Femminicidio Torzullo, Silvia Michelini: "Carlomagno considerava la moglie un oggetto di sua proprietà"

Dall'autopsia effettuata sul corpo di Federica Torzullo è emerso un quadro drammatico: 19 delle 23 coltellate sono state inferte a volto e collo. Sono stati trovati segni di bruciature e la gamba sinistra era completamente amputata: Claudio Carlomagno si sarebbe accanito con colpi anche all'addome.

"Cos'è la ferita narcisistica? È un movente di odio, di vendetta e di punizione. Questa tipologia di persone non riesce ad accettare la separazione o la perdita perché considerano il loro partner un oggetto. Non riescono ad accettare che abbia una sua autodeterminazione, per cui fanno finta di nulla finché non si trovano davanti all'inequivocabilità della fine" spiega la dottoressa Michelini.

Le 19 coltellate tra volto e collo miravano a sfigurare la moglie, a cancellarne bellezza e identità. Dopo l'omicidio, Claudio Carlomagno ha nascosto il corpo, simulato una scomparsa e persino discusso con la suocera di cosa mangiasse il figlio, fingendosi Federica.

"Sembra che non avesse dato segnali prima di questa violenza, anche se non siamo ancora in possesso di tutte le informazioni. Potremmo ipotizzare che lui fosse un uomo particolarmente possessivo, oppure geloso, e che non lo avesse mai manifestato apertamente, in quanto Federica sapeva come mediare e non si erano mai creati conflitti" spiega l'esperta.

Almeno fino al momento in cui non ha realizzato che il matrimonio fosse davvero ormai finito. Federica, infatti, frequentava da qualche tempo un altro uomo.

L'accanimento sul corpo

L'accanimento sul corpo, messo in luce dall'esame autoptico, potrebbe suggerire un intento di distruzione totale, un meccanismo psicologico di punizione verso la moglie, sottolinea la psicologa Michelini.

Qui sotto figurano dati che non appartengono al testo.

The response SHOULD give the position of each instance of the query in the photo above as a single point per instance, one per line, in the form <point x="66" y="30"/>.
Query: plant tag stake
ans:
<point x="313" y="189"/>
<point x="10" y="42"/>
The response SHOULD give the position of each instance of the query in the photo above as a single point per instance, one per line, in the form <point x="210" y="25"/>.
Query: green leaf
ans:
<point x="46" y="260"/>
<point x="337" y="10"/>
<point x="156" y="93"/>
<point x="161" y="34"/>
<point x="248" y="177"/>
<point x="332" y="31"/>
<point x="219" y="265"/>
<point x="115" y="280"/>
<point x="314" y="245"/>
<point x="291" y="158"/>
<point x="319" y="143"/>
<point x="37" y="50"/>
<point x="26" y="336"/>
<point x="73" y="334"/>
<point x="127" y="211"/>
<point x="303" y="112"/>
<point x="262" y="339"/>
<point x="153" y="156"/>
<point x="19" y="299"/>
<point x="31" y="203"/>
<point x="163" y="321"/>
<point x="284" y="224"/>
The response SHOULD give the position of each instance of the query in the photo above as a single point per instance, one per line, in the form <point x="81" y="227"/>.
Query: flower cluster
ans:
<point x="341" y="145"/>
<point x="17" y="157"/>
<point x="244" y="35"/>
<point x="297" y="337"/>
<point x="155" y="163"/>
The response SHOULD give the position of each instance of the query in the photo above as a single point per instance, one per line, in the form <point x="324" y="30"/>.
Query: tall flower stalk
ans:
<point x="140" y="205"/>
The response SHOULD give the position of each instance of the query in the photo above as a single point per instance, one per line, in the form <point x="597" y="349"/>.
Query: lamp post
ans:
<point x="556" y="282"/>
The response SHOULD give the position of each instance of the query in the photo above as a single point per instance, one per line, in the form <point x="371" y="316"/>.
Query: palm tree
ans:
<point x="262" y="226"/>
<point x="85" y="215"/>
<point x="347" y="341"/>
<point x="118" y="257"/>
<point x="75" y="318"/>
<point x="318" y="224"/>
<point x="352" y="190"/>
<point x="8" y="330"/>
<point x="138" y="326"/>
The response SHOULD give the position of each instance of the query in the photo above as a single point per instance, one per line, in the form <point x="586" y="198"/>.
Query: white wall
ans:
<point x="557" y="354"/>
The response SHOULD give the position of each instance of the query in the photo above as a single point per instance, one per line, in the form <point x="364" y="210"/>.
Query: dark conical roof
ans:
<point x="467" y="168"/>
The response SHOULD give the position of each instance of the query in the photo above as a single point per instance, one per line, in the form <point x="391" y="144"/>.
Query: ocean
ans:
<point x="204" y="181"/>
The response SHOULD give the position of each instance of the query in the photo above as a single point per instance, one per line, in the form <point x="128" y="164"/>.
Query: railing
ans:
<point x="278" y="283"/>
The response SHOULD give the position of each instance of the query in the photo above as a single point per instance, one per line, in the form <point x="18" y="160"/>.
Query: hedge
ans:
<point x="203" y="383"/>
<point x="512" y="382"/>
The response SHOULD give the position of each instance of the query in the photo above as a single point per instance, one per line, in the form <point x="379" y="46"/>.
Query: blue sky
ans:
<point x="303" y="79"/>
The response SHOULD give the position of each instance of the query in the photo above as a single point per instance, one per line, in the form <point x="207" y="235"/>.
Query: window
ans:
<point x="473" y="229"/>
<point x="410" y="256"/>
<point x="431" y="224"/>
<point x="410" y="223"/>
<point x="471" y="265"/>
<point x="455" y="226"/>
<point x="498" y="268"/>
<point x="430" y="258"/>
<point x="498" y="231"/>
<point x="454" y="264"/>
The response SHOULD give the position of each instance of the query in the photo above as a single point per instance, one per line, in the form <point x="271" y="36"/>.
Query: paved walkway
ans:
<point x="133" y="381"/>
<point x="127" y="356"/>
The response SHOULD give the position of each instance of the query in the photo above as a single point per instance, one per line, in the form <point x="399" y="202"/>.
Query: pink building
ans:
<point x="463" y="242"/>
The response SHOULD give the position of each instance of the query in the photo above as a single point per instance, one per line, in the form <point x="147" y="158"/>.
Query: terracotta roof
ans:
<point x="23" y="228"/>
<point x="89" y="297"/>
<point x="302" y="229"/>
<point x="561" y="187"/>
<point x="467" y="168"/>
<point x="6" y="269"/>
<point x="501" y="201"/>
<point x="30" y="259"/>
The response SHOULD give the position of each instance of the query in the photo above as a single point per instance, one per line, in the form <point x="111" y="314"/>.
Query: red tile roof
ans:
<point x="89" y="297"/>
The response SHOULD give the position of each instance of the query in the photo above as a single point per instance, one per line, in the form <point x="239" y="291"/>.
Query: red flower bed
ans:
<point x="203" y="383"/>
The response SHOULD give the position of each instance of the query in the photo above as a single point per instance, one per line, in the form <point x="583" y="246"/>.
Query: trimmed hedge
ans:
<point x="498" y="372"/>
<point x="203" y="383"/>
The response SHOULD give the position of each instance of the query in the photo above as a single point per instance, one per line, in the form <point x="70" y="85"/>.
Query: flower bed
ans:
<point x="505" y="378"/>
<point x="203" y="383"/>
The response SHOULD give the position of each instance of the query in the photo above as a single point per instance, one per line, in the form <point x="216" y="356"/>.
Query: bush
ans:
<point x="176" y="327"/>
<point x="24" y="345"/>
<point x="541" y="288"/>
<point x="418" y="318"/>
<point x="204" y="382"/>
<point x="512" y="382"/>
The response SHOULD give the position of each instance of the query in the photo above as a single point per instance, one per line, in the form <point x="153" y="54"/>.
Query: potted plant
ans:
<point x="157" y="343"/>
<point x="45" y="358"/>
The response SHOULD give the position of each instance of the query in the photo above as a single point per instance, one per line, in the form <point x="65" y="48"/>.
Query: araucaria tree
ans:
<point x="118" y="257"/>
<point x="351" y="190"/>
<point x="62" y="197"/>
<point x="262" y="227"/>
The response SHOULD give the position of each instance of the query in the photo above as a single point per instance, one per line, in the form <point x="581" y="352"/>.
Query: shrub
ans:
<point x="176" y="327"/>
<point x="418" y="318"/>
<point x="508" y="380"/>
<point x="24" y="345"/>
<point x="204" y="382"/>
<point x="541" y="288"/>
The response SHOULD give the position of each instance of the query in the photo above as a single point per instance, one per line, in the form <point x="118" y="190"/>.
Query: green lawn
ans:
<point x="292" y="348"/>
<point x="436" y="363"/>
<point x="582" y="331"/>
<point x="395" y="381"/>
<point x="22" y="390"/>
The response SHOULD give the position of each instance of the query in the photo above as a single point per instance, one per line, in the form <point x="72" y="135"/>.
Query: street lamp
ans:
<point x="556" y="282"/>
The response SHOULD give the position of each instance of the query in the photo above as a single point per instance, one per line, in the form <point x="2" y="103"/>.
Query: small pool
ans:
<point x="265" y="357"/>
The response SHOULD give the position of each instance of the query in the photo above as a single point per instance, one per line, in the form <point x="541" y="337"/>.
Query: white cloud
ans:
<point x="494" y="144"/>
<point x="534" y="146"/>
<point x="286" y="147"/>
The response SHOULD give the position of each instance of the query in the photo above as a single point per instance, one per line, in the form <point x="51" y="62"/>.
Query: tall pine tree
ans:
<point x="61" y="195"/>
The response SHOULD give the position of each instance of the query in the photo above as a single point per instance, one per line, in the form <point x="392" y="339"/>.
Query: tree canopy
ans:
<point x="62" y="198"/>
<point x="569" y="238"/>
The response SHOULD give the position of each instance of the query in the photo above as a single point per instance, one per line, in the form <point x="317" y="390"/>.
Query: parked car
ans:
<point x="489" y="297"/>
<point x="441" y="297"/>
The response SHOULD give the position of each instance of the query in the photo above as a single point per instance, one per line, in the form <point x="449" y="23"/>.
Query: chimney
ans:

"L'overkilling è proprio la voglia di cancellare l'identità, di farla sparire. Soprattutto io ci leggo anche inconsciamente un atto indiretto verso il nuovo compagno di Federica".

L'esperta denuncia i commenti social agghiaccianti, che giustificano in parte questa tragedia col presunto tradimento della vittima: quasi un retaggio del "diritto d'onore", a oltre 40 anni dalla sua abolizione.

Il dramma del figlio di Federica, un bambino di 10 anni rimasto orfano

In questa vicenda terribile c'è un bambino di 10 anni che è rimasto senza madre, con il padre in carcere. Cosa può spingere un genitore a commettere un atto simile senza avere la minima preoccupazione nei confronti di un figlio piccolo?

"In questi casi entrano in gioco modalità molto primitive, ossia un 'io' infantile per cui, anche se questi uomini fanno dei figli, non diventano mai dei genitori, perché sono possessivi e instaurano con la loro compagna un rapporto esclusivo" afferma l'esperta.

"Il figlio è ciò che serve per avere una famiglia, un'identità sociale, per essere accettati anche dalla partner. Ma l'egoismo, l'egocentrismo di questi soggetti annulla la presenza di chiunque altro: anche il figlio è un'estensione di sé stessi".

La criminologa clinica Michelini sottolinea l'assenza paterna: Carlomagno, descritto come un uomo molto impegnato nel lavoro, non conosceva nemmeno i gusti alimentari del bambino. Un egocentrismo che sovrasta moralità e genitorialità, mimetizzandosi fino all'arrivo del "trigger".

Infine, un appello: "Vorrei mandare alla mamma di Federica, e a chiunque si prenderà cura di questo bambino, un grandissimo incoraggiamento a mantenere vivo il ricordo di Federica e delle qualità che aveva come madre".